In a later note we’ll cover each of these sources of variance in depth
Variance = Tail Latency
Going back to our original premise of thinking about storage software as a soft realtime system. The statistical lens here highlights both average execution time and variance as considerations when designing and optimizing software. One key point is tail latency and execution time variance are equivalent. When considering operation execution time as a distribution, we want to reduce variance to bring down the aggregate tail latency.

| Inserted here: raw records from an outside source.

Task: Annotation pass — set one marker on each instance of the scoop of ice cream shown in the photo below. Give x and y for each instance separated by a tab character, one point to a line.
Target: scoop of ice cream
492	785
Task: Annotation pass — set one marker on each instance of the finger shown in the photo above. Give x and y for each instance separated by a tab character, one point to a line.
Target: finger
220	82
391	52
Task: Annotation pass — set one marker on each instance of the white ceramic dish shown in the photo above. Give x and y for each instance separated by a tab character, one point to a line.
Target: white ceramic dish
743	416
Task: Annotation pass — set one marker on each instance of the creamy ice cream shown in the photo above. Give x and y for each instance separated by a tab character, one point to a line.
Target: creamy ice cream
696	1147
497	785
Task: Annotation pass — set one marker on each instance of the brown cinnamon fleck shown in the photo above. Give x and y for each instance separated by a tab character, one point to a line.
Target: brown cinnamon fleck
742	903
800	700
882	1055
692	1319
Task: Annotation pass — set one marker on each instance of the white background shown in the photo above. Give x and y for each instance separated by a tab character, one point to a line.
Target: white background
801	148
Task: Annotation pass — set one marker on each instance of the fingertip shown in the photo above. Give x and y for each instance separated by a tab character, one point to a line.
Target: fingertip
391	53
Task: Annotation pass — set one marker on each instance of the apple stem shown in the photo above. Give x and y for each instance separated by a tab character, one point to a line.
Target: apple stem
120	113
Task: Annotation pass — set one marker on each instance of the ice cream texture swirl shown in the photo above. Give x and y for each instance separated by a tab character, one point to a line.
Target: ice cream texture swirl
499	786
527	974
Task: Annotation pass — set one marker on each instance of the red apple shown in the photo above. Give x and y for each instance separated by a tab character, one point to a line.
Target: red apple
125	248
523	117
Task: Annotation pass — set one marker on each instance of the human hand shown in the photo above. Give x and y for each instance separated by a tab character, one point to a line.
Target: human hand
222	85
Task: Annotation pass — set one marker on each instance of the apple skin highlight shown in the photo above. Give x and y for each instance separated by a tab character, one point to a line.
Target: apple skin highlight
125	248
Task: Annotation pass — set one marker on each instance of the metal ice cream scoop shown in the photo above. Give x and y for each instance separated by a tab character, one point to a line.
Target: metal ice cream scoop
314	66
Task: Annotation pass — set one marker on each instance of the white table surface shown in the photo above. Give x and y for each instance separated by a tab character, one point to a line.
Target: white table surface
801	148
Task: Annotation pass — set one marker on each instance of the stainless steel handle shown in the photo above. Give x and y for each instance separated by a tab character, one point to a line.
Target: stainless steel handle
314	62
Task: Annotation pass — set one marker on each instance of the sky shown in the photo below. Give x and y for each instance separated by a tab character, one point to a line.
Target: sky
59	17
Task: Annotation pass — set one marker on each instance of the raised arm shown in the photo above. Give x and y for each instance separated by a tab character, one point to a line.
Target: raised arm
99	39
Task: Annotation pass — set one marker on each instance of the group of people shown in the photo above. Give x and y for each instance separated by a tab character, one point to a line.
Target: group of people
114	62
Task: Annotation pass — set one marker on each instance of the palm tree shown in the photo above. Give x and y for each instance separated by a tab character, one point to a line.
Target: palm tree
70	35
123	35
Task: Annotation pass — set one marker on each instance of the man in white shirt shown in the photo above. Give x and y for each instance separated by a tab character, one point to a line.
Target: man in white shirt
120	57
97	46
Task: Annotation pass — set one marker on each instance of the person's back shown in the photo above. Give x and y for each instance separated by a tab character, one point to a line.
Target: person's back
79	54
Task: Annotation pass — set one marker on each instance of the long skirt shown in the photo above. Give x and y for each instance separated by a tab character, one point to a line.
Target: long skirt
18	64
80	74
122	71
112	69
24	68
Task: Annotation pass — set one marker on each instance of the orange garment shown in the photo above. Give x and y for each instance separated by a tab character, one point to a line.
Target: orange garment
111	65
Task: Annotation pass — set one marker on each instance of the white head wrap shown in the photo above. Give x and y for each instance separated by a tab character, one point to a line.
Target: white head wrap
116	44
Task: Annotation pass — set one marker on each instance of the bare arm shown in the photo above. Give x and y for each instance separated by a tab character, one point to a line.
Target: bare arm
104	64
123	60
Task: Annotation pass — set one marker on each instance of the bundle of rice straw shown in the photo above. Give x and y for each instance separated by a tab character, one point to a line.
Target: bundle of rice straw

If we think of the total application execution time as the sum of each operation, then reducing the # of operations (complexity of the software) and the amount of variance of each operation (choosing operations with low, bounded latency) will contribute to lower tail latency. In some cases, it’s even worth trading average case latency in exchange for bounds on tail latency (eg. simple data structures that do not require memory allocation but have slower average time lookups).
Takeaways
From the above discussion, let’s derive some high level take-aways
Benchmarks lie, report average time, not variance
Benchmarks nearly always offer the average/expected performance, and tell us nothing about the variance nor worst case execution times
Example: A cache in front of an ACL checker may give 25 nanosecond lookup times for cache hits 99% of the time, but the 1% of misses trigger a network call that takes 1000000 nanoseconds. Average performance might be on the order of 1000 nanoseconds, but it obscures the very high variance
Corollary: Nearly any benchmark of a cache backed API will be wildly inaccurate unless the hit/miss rate expected in production has been carefully simulated. Naive benchmarks of cached APIs are always wrong because they only fetch a small set of values and have a 100% hit rate.
Variance == Tail Latency
We speak of SLAs (Service Level Agreements) in terms of tail latency, and variance is synonymous with tail latency
Many storage system SLAs are defined in terms of tail latency (P90 or P99), thus variance is the enemy of latency SLAs
Average Case vs. Worst Case tradeoffs
Many data structures offer a tradeoff between lower average case execution time with higher variance
Example: Insertions into a hash table, inserts are normally very very fast, until a rehash occurs, memory allocations kick in, and worst case latency increases. Many operations we typically consider as O(1) are actually only amortized O(1) not absolute
Caches always trade off average case for worst case
Locking and cross thread coordination are among the worst contributors to variance, and thus tail latency
Locking, and by extension memory allocations, are some of the most costly operations in terms of added variance in a system, and are totally incompatible with low latency, soft realtime systems like storage systems, databases and operating systems
Per the charts above, JEMalloc and other modern allocations are highly optimized and incredibly fast...most of the time
Locks are particularly nasty, as they do not have bounded latency due to preemption and potential deadlocks/livelocks
System level variance/jitter is also very significant
Addressing system level variance is a major topic to be addressed in a later note
This whole series looks great. Thank you for putting it together. I'd love to learn this stuff when I can find some time.
I noticed you haven't got a lot of feedback and you haven't written for a while. I wanted to encourage you to keep writing as long as feel you have more to say.